Milk Powder Characterization - Chapter 2: Packaging, Transport, and Storage
Knowing the properties and behavior of powders and granular media is essential for many industrial applications. Powder behavior can change during manufacturing processes or can vary depending on environmental conditions. This application report presents multiple characterization methods such as tapped density, gravimetric water uptake, particle size, cohesion strength and compressibility, in order to define the nature of infant/toddler milk powder with respect to manufacturing, storage, filling, and formulation.

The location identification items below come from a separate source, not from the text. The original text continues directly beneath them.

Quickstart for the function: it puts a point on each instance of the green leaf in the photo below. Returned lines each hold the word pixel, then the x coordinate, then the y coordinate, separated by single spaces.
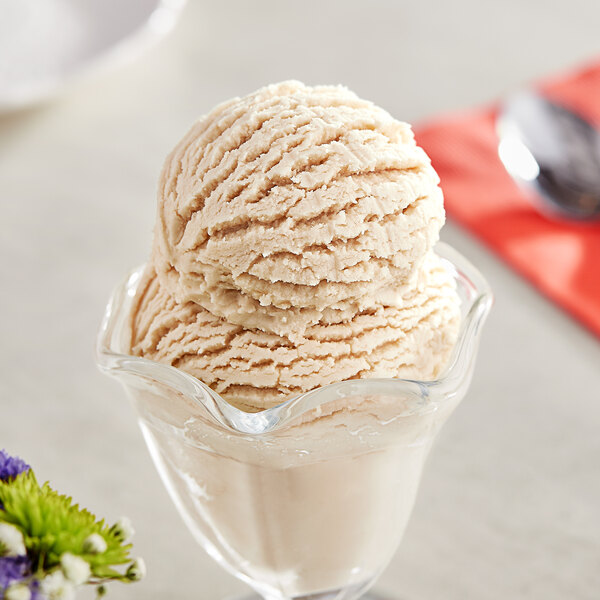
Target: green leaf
pixel 51 525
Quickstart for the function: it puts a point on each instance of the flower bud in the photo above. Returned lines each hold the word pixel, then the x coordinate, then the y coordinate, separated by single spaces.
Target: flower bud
pixel 123 529
pixel 94 544
pixel 55 587
pixel 75 569
pixel 11 541
pixel 17 592
pixel 137 570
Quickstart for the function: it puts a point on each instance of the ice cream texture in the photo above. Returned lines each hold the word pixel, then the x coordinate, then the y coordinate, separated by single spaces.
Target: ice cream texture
pixel 294 248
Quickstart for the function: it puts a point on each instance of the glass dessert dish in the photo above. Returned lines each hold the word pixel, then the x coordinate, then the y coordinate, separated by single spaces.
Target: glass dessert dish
pixel 308 499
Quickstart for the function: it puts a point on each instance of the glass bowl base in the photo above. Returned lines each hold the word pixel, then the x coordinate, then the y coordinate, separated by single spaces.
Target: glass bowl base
pixel 367 596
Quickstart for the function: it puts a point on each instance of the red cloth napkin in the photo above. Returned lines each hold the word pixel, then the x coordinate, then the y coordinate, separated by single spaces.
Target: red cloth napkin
pixel 561 258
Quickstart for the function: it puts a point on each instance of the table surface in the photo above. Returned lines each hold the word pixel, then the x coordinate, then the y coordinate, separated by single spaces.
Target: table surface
pixel 510 502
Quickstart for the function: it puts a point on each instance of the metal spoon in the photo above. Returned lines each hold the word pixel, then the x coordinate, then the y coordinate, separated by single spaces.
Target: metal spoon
pixel 554 152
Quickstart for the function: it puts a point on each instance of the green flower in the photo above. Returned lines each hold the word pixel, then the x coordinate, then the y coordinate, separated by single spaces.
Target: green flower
pixel 52 525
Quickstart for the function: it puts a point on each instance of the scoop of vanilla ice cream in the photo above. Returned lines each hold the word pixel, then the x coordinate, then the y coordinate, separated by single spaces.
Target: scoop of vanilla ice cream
pixel 294 205
pixel 293 249
pixel 255 370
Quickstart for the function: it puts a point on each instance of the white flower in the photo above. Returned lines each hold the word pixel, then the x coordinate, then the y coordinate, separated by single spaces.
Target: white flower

Not only is powdered milk a commonly used basic food item in situations where fresh milk is not available, but powdered infant formula is very important for infants and toddlers, either as supplementation to or as a substitution for breast feeding, especially for those cared for in a nursery. Infant formula needs to meet the nutritional requirements of children’s bodies by resembling the composition of breast milk through its special formulation.
Experiments were carried out using two milk powder samples: an infant formula, suitable for the first six months of life, and a toddler formula, for kids above the age of one.
Generally infant formula is mostly pure milk powder, but the nutritional needs of toddlers warrant a higher energy intake. This is addressed by the addition of sugars (most commonly maltodextrine). This in turn changes the structure, texture, and flow behavior of the formula (both in its powdered state and when dissolved).
Milk powder quality plays an important role in manufacturing processes and is dependent on the raw product (fresh milk). The powder behavior also influences the manufacturing process, transportation, and the characteristics of the final liquid milk product.
In this report the aim was to show a complete picture of the powder characteristics which are critical for production, packaging, transport, and storage of the product.